1.   Annual Report on Form 10-KSB for the year ended February 29, 1996;

2.   Quarterly Reports on Form 10-QSB for the quarters ended May 31, 1996,
     and August 31, 1996; and

3.   Current Report on Form 8-K dated July 30, 1996.


                                        7

<PAGE>

                           TEXT OF PROPOSED AMENDMENT
                  TO THE RESTATED CERTIFICATE OF INCORPORATION

     If the proposed amendment to the Restated Certificate of Incorporation is
adopted, Article IV will read as follows:

     "Fourth.

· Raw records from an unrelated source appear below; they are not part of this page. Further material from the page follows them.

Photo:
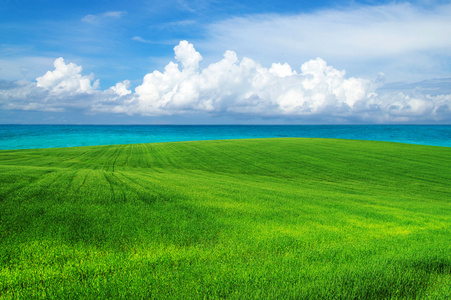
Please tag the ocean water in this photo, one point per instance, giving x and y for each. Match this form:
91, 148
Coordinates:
53, 136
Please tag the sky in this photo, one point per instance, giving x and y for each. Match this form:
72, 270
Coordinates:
225, 62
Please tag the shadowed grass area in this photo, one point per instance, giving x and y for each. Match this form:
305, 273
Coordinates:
235, 219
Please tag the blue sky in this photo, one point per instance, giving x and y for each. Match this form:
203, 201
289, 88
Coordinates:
251, 62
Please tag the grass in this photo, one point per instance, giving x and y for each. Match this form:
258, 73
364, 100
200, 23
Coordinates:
236, 219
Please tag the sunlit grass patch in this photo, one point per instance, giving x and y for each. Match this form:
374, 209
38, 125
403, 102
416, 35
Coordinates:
272, 219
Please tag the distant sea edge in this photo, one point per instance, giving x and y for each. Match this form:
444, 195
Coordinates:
55, 136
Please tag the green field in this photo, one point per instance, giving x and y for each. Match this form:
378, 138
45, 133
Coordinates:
236, 219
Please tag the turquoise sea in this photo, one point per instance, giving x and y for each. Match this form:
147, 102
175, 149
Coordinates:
52, 136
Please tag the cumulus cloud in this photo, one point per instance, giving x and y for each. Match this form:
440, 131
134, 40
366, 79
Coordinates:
235, 86
67, 78
400, 39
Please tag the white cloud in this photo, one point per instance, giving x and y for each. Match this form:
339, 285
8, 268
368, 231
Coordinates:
67, 78
402, 40
233, 86
96, 19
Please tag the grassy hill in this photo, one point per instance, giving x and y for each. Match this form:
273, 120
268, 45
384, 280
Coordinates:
236, 219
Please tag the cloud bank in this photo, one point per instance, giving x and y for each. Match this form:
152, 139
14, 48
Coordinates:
403, 40
239, 87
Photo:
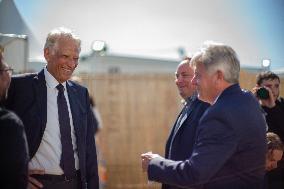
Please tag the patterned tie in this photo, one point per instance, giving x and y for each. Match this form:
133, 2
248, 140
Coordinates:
67, 162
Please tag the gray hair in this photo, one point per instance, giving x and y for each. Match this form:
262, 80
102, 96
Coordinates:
217, 56
61, 33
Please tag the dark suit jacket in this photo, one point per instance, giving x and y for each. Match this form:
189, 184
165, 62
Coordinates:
28, 98
181, 140
14, 156
229, 151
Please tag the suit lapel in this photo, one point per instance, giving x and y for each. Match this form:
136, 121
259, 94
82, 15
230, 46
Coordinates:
75, 105
41, 98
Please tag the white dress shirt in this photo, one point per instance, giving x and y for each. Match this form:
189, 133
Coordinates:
49, 152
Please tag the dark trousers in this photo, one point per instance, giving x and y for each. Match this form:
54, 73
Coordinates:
59, 181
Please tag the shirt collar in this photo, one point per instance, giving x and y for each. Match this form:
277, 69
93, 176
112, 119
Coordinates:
51, 81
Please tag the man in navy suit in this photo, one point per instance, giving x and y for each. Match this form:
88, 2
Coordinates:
181, 139
230, 146
57, 117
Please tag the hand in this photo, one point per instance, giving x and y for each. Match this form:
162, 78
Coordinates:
146, 158
33, 183
270, 102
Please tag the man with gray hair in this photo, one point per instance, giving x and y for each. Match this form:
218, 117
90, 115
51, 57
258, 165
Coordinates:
230, 147
57, 117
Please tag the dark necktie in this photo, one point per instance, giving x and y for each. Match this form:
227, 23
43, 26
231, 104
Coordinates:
67, 162
181, 118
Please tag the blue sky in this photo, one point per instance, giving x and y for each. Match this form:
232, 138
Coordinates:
157, 28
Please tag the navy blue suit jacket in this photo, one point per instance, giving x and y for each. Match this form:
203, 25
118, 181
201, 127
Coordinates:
181, 140
229, 150
27, 97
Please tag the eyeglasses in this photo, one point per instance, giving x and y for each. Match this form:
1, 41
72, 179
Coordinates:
8, 70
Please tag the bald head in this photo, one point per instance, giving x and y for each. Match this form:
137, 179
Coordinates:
184, 74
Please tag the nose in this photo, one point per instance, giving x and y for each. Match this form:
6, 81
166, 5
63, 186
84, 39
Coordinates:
194, 80
72, 62
274, 165
178, 79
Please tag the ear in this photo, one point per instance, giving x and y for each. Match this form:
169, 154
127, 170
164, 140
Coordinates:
47, 54
220, 75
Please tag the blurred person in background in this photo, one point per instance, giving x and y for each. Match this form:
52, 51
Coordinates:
267, 91
13, 144
180, 143
274, 154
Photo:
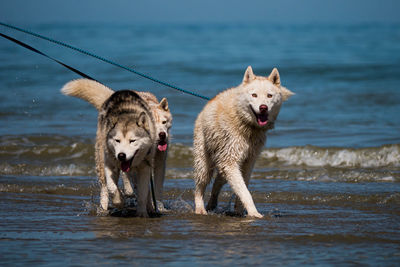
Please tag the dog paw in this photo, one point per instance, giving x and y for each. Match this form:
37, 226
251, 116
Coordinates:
200, 211
142, 214
255, 215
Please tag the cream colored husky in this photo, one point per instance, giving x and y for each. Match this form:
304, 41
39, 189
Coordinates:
96, 94
230, 133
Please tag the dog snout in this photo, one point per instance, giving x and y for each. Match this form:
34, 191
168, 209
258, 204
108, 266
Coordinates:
263, 108
122, 156
162, 135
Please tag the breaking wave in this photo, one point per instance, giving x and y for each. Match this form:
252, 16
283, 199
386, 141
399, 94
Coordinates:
74, 156
372, 157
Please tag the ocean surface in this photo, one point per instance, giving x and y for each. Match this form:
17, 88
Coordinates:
328, 180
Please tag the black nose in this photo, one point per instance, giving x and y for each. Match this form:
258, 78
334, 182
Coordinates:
263, 108
122, 156
162, 135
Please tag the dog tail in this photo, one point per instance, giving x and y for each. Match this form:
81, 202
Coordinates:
93, 92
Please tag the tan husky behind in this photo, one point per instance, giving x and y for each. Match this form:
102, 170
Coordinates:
229, 135
96, 94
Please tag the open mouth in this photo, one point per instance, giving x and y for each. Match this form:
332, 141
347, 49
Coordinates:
262, 117
162, 145
126, 165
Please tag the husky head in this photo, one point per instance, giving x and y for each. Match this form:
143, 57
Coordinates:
129, 140
163, 121
262, 98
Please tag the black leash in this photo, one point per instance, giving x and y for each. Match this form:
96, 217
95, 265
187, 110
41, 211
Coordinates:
81, 74
104, 60
43, 54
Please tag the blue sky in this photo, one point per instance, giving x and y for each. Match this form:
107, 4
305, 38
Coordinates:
278, 11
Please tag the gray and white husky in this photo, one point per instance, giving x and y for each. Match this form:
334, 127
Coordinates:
125, 141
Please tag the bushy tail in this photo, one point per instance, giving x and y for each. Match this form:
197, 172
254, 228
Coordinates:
93, 92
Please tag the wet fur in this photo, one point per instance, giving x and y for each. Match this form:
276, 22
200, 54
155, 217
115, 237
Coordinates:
122, 112
228, 138
96, 94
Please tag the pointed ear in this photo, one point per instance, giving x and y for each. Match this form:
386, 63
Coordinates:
142, 121
286, 93
274, 77
248, 75
164, 104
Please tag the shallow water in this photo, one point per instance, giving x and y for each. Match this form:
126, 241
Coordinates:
328, 181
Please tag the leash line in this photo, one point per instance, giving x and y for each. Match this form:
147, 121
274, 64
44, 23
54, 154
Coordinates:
103, 59
87, 77
45, 55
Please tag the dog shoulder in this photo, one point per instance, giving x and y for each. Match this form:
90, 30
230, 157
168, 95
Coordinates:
91, 91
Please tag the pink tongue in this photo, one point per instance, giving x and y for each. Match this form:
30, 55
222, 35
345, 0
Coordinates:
126, 166
162, 147
262, 123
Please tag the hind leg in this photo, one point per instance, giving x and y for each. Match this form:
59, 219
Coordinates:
202, 176
143, 179
219, 182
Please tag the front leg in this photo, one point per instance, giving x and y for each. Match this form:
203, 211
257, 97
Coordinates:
247, 168
159, 173
236, 181
112, 175
142, 182
128, 190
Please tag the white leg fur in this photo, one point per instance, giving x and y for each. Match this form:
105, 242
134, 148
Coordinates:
143, 179
112, 185
104, 197
159, 173
238, 185
127, 184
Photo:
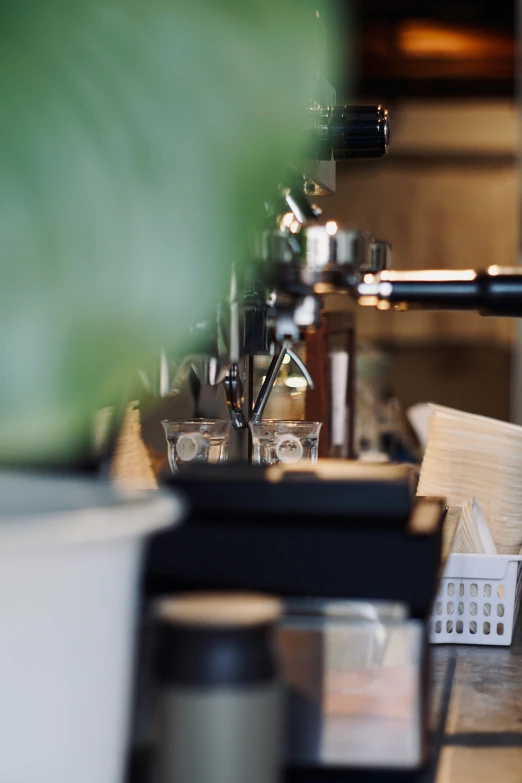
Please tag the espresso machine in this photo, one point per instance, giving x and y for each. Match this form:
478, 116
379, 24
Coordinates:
352, 552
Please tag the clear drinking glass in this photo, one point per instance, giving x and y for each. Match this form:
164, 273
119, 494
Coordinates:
288, 442
197, 441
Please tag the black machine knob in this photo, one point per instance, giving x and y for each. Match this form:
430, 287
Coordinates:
350, 132
359, 132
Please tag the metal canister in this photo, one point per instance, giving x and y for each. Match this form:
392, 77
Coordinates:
219, 695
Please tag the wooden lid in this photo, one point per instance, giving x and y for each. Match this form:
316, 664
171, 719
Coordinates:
220, 609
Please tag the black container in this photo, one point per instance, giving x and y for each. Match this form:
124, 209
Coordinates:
219, 692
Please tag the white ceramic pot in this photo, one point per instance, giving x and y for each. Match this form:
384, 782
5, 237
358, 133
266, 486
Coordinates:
70, 553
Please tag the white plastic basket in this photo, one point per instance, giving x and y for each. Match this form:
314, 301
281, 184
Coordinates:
478, 600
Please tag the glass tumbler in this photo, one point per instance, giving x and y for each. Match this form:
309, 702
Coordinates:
197, 441
288, 442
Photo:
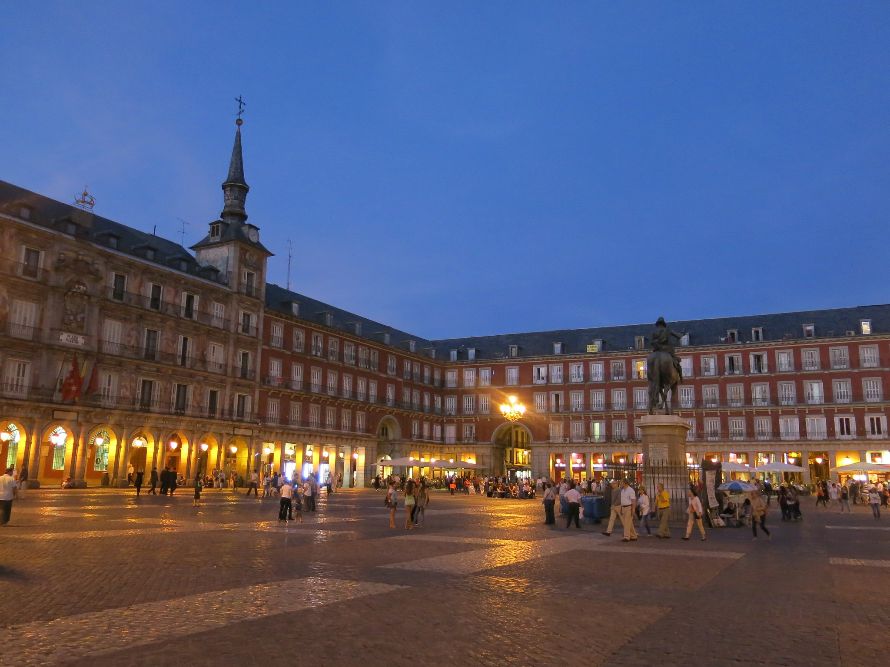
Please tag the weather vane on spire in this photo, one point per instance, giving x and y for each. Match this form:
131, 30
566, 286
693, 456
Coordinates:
241, 105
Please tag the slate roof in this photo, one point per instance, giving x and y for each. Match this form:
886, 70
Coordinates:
775, 327
52, 214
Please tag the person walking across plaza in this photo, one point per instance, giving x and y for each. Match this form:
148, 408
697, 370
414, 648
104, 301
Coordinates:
614, 507
392, 502
285, 506
663, 511
253, 484
628, 501
549, 501
573, 499
199, 486
423, 499
8, 492
874, 500
694, 511
643, 508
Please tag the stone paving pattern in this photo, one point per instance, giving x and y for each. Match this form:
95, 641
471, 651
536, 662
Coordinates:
99, 577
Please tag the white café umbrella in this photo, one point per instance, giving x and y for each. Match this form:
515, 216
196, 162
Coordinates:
863, 467
733, 466
777, 466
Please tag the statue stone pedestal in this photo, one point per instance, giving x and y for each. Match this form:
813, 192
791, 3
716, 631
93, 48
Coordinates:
664, 458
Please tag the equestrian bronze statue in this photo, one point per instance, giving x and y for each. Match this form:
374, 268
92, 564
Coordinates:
663, 368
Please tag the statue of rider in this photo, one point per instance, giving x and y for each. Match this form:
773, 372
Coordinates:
662, 342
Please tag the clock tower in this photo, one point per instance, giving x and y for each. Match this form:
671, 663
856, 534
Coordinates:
232, 245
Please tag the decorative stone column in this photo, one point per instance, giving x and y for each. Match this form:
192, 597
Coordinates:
664, 457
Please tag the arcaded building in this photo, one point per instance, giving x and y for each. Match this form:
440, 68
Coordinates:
122, 350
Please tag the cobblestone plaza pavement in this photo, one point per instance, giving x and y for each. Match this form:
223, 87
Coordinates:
100, 577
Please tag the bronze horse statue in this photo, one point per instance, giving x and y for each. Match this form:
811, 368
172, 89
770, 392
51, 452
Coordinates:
663, 378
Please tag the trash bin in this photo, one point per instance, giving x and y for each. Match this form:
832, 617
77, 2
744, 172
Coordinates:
594, 508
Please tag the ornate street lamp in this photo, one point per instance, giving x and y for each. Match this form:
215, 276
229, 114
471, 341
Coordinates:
512, 410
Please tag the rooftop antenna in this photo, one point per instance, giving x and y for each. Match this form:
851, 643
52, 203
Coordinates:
289, 254
182, 225
85, 200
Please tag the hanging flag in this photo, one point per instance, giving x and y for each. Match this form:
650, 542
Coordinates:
72, 383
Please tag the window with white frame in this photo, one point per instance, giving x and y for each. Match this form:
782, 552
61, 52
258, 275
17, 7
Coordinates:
712, 428
760, 394
451, 377
576, 372
737, 428
598, 399
816, 428
763, 428
576, 429
839, 357
735, 395
276, 334
784, 361
598, 431
813, 392
868, 356
758, 361
576, 400
596, 371
708, 365
872, 390
787, 393
842, 391
733, 364
877, 426
710, 395
789, 427
641, 398
844, 426
272, 407
810, 359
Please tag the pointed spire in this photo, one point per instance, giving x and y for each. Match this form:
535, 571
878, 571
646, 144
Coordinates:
235, 187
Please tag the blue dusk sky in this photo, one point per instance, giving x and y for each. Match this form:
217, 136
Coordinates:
470, 168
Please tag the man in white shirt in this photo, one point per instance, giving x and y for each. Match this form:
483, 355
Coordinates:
573, 498
7, 495
285, 510
628, 500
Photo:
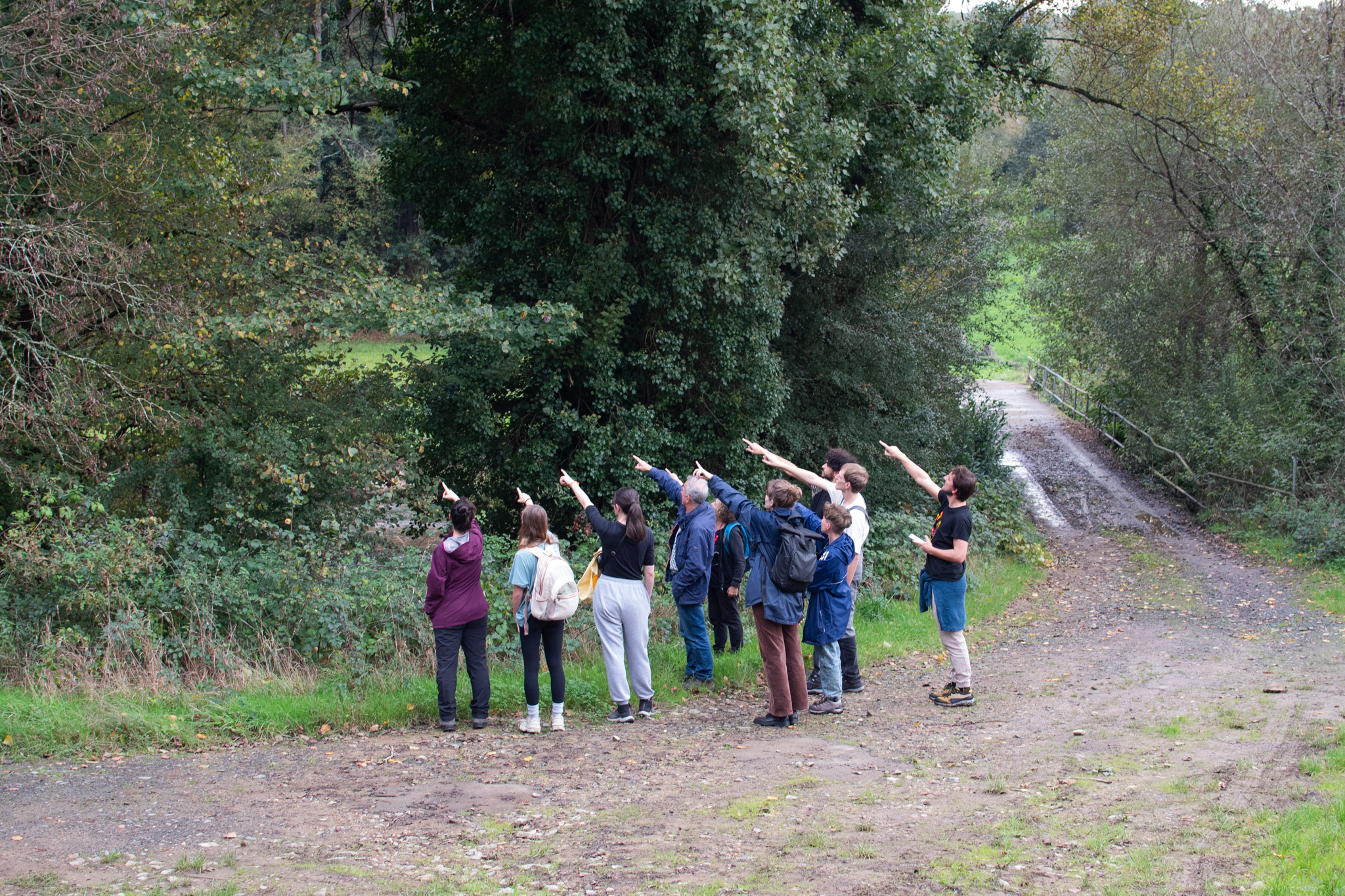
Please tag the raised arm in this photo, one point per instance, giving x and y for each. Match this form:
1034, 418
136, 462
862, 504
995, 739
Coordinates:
669, 482
790, 469
912, 469
575, 486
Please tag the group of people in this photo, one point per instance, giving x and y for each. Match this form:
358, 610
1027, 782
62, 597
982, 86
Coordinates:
794, 566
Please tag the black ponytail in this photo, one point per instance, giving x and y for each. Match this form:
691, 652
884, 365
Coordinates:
628, 500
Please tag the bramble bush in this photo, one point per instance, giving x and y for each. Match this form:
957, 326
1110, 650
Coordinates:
91, 598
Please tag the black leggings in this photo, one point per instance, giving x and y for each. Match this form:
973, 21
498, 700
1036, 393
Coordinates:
549, 636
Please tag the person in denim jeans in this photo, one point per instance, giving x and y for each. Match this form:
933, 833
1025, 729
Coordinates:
689, 566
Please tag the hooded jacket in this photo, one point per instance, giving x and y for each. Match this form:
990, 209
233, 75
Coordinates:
454, 593
829, 597
764, 530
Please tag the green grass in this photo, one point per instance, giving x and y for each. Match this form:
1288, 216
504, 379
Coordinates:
366, 352
1007, 326
89, 721
1306, 851
1320, 584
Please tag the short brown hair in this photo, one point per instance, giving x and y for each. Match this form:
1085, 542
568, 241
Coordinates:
963, 482
783, 494
839, 457
856, 476
838, 516
533, 527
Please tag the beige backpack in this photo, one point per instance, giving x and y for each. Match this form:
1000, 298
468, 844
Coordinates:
554, 594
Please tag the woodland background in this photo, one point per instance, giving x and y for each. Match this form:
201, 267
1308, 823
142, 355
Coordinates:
594, 228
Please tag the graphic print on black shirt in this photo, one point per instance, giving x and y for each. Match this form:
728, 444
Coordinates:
953, 524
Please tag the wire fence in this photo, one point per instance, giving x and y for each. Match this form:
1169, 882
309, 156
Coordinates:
1136, 444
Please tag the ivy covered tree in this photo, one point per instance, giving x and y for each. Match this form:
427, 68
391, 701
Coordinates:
663, 169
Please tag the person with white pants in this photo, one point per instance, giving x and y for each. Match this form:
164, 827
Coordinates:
622, 598
943, 582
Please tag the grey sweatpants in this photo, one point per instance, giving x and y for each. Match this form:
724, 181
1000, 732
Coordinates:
622, 618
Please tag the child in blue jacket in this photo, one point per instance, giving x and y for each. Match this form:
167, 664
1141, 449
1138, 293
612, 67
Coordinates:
829, 608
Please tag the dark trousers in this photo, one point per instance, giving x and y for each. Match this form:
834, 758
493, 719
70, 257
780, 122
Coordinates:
549, 637
725, 620
849, 662
471, 640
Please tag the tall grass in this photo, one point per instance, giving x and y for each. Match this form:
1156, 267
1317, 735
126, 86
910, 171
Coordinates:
38, 723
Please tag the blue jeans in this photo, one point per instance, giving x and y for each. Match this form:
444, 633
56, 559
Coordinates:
699, 661
829, 668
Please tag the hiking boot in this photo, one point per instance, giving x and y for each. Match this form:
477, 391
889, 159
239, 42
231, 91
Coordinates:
959, 698
826, 707
772, 721
622, 714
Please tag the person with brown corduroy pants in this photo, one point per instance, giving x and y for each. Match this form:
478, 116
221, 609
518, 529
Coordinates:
778, 613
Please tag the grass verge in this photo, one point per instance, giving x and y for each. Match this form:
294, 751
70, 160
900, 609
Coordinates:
91, 723
1320, 584
1306, 851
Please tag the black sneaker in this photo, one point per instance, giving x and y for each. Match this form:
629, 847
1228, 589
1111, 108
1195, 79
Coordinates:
959, 698
772, 721
826, 707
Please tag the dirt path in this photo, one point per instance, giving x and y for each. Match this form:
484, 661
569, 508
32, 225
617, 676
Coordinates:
1122, 742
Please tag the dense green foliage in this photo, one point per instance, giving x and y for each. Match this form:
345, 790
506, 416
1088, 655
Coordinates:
1188, 236
645, 228
693, 179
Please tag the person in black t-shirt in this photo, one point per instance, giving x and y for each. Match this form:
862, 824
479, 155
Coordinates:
622, 597
943, 582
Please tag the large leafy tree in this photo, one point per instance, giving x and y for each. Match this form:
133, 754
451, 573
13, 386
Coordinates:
663, 168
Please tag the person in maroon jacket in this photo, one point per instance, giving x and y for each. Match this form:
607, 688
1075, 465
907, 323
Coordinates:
456, 608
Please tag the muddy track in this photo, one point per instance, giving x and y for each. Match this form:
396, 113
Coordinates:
1122, 742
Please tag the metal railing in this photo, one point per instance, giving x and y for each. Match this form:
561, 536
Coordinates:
1111, 423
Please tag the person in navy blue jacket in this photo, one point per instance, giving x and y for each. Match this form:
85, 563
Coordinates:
830, 602
778, 613
689, 566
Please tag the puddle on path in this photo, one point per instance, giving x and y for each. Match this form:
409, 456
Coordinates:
1157, 526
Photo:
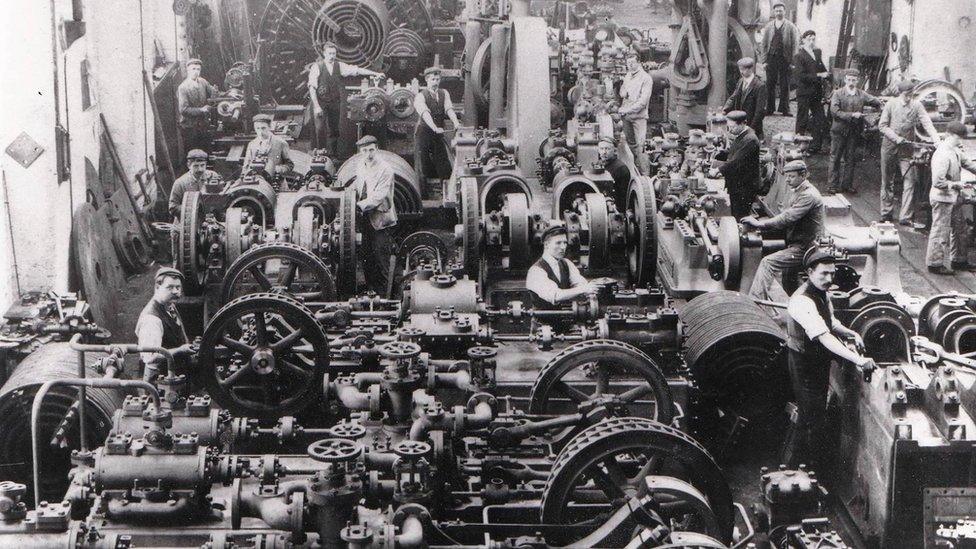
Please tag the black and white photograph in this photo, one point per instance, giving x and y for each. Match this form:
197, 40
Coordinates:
488, 274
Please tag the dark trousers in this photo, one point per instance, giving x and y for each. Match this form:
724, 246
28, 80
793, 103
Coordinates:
376, 252
843, 157
810, 378
777, 74
196, 138
327, 126
810, 119
430, 153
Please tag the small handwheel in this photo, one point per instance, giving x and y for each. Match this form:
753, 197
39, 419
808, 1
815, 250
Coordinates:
334, 450
279, 267
191, 259
470, 227
263, 356
345, 267
400, 350
411, 449
519, 232
641, 232
599, 245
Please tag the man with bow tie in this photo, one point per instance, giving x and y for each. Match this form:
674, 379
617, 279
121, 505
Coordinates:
374, 201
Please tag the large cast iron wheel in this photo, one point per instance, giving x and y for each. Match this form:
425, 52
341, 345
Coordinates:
263, 356
279, 267
600, 364
609, 462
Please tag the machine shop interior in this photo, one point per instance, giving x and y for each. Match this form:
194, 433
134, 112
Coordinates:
496, 274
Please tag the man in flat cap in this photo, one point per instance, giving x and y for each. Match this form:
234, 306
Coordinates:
803, 220
268, 145
194, 179
741, 168
779, 43
327, 91
814, 341
949, 227
846, 110
160, 325
635, 96
749, 96
607, 149
374, 201
434, 107
192, 99
898, 121
810, 77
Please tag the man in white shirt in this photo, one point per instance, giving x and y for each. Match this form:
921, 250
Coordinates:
326, 89
274, 149
434, 107
635, 95
553, 279
813, 344
374, 201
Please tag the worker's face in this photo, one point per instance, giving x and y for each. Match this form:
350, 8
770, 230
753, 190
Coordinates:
556, 246
822, 275
369, 151
793, 179
168, 290
197, 167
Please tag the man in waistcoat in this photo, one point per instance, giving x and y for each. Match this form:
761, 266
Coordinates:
813, 343
160, 325
327, 92
434, 107
554, 280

Effective ______________, 1997, the shares of Common Stock
     outstanding on that date shall be split 1 for 25 with the result that
     each 25 shares of outstanding Common Stock shall become 1 share of
     outstanding Common Stock.  The total aggregate number of shares which
     the Company shall have authority to issue is ten million, ten thousand
     (10,010,000) shares designated as follows: (i) ten million
     (10,000,000) shares of Common Stock, par value $.25 per share; and
     (ii) ten thousand (10,000)  shares of  Preferred Stock,  par value
     $1.00 per share, which shares of Preferred Stock may be issued in
     series, all with such rights, privileges and restrictions and
     preferences as the Board of Directors may authorize from time to
     time."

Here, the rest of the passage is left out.